Naruto is shit on CN.  The crappy dub fucks it up, so it's not on par with Avatar.  Plus it's basically imported from Japan, CN needs an original show not a dub.


----------



## Seto Kaiba (Dec 2, 2007)

The Naruto dub isn't that bad.

Too many crap shows, and Goosebumps is old as hell. 

Can Cartoon Network even be called "Cartoon Network" anymore? It seems to be unfortunately, going in the way of G4/TechTv, though I wouldn't say nearly as bad. 

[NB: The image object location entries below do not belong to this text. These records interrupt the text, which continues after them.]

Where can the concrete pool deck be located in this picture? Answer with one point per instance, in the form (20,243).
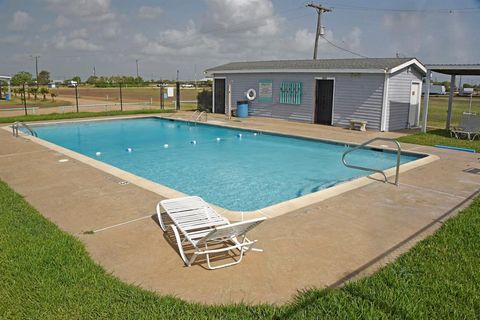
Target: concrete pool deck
(320,245)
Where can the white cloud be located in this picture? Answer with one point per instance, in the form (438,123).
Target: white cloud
(241,16)
(63,42)
(79,33)
(98,10)
(20,21)
(61,21)
(140,38)
(411,34)
(148,12)
(353,40)
(11,39)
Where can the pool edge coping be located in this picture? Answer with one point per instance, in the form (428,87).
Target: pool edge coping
(269,212)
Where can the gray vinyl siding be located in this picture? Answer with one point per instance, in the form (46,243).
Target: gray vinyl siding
(303,112)
(357,96)
(399,98)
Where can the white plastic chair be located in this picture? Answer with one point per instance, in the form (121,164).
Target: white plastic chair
(197,224)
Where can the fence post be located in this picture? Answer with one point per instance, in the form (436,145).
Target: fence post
(121,98)
(76,95)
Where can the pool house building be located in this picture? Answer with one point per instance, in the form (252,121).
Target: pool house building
(382,92)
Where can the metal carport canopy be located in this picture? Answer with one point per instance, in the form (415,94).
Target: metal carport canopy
(453,70)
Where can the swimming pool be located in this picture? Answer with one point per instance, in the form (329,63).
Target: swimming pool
(236,169)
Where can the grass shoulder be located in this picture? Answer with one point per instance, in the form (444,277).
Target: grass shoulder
(440,137)
(78,115)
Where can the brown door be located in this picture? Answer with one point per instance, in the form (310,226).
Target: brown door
(324,102)
(219,96)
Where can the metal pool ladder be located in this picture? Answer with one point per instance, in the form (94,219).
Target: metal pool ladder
(363,145)
(17,124)
(197,116)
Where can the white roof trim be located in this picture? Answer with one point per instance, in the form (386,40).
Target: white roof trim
(408,63)
(297,71)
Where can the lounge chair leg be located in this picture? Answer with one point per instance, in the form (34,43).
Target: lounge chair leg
(179,244)
(160,220)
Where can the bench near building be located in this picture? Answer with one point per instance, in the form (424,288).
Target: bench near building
(384,93)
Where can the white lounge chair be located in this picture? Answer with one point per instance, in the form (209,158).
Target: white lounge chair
(197,224)
(468,127)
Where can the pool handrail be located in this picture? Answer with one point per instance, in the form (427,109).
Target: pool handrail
(197,115)
(363,145)
(15,126)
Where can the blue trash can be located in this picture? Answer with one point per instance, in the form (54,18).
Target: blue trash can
(242,109)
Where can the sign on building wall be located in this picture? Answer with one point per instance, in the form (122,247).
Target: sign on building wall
(265,91)
(291,92)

One of the worst things is to hear the starting of those crap shows in the morning after a night of watching Adult Swim...MONKEY! MONKEY! MONKEY! guh..


----------



## Gene (Dec 2, 2007)

Needs moar Code Lyoko.


----------



## Stallyns808 (Dec 2, 2007)

Seto Kaiba said:


> The Naruto dub isn't that bad.
> 
> *Too many crap shows, and Goosebumps is old as hell.
> 
> ...



You make a good point here.  Cartoon Network is supposed to be all about cartoons, but they're bringing in stuff like Goosebumps and that crappy show 'In Jimmy's Head' or whatever the fuck it's called.  It does seem like it is going the way of G4TV, they really need to put an end to that shit quick before they royally fuck themselves up without any hope to recover.



Gene said:


> Needs moar Code Lyoko.



I personally thought the show was shit.


----------



## Castiel (Dec 2, 2007)

you know something I remember they did but they scrapped it.  They had a bunch of pilots and people voted for which ones got pickedu p.  It was how we got Billy and mandy, KND, Robot Jones, Sheep in the big city and Megas XLR.


----------



## Seto Kaiba (Dec 2, 2007)

Admiral Akainu said:


> you know something I remember they did but they scrapped it.  They had a bunch of pilots and people voted for which ones got pickedu p.  It was how we got Billy and mandy, KND, Robot Jones, Sheep in the big city and Megas XLR.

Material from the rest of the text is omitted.